而王戊的表情,自然是得意到不能再得意。
等到眾人按時返回了祈年宮,所有的臣子都已經集齊。
如今的鹹陽宮裡可沒有任何危機,一切都井然有序。
扶蘇知道,這多虧了嬴政過去的鋪墊。
隻是鮮少有人在意,在新帝登基之時,那些甚至連出席都沒有資格的庶公子,齊齊聚在公子將閭的宅子裡。
他們似乎有些百無聊賴,但是如今先帝去世,一個個的身份反而顯得尊貴了起來。
不可忽略的是,很有一部分公子,是昔日朝中重臣之女所生。
時代變了,有些人的身份也變了。
在嬴政那個時代,楚國公主這樣的身份,才足以為鹹陽宮的女主人。一些朝臣之女,即便父親在朝中再功高,比起一國公主,自然遜色。
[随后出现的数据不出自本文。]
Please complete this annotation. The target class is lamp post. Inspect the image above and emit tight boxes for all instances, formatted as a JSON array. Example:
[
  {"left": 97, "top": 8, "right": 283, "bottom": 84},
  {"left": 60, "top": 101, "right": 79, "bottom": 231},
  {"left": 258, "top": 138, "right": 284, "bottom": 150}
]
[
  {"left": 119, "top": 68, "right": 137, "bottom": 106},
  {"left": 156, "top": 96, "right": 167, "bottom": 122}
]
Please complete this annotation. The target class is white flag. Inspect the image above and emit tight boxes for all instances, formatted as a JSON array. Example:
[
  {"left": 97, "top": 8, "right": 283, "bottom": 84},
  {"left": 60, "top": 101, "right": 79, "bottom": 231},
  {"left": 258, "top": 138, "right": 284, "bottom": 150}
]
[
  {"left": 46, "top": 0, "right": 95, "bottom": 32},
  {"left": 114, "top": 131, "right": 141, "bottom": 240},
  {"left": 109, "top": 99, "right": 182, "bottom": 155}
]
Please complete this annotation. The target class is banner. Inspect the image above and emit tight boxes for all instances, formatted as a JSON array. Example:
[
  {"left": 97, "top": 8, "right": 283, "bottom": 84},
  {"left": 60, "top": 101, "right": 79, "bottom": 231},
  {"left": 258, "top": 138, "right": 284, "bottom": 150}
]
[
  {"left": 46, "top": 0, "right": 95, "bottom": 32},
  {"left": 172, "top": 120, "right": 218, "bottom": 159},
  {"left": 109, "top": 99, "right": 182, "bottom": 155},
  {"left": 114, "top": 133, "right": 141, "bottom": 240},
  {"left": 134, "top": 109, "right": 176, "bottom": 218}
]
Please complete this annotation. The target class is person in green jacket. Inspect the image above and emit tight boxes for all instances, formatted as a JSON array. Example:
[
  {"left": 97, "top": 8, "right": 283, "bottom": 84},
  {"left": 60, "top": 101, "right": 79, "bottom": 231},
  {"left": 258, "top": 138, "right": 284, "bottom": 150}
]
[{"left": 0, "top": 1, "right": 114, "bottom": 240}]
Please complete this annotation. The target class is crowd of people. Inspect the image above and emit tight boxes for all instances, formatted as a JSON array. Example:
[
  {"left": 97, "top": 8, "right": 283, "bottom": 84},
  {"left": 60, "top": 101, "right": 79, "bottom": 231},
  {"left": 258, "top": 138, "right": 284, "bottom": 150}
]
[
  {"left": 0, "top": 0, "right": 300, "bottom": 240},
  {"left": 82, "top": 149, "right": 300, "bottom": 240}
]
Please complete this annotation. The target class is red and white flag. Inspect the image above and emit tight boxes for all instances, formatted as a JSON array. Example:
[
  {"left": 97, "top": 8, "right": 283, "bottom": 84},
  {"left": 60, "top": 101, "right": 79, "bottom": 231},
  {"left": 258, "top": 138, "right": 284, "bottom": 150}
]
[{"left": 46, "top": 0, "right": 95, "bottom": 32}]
但是如今六國已經滅了這麼久,先帝的諸夫人,他們可不再會像過去那樣想。
宮外已經是烏雲重重,後宮之中,更是諸位夫人齊聚一室,她們都在想著該如何離開後宮。
這需要求太後做主。
老虎低調的下場就是,旁人都把他當做貓。
蒸蒸日下,巨桑繁蔭,扶蘇站在高台上,奉常將事先擬定好的召令呈給扶蘇。
“先皇驟崩,歸於五行,朕承皇天之眷命,列聖之洪休,奉始皇帝之遺命,屬以倫序,入奉宗祧。內外文武群臣及耆老軍民,合詞勸進,至於再三,辭拒弗獲,謹於今時祗告天地,即皇帝位。深思付托之重,實切兢業之懷,惟我始皇帝,在位三十四年,掃六合,定天下,驅外夷,德高三皇,功過五帝,威壓天下,氣蓋四方,先世未之有也。”
“今朕承先帝遺誌,延續國祚,登臨天下,茲願永固大秦萬裡山河。自惟涼德,尚賴親賢,共圖新治。”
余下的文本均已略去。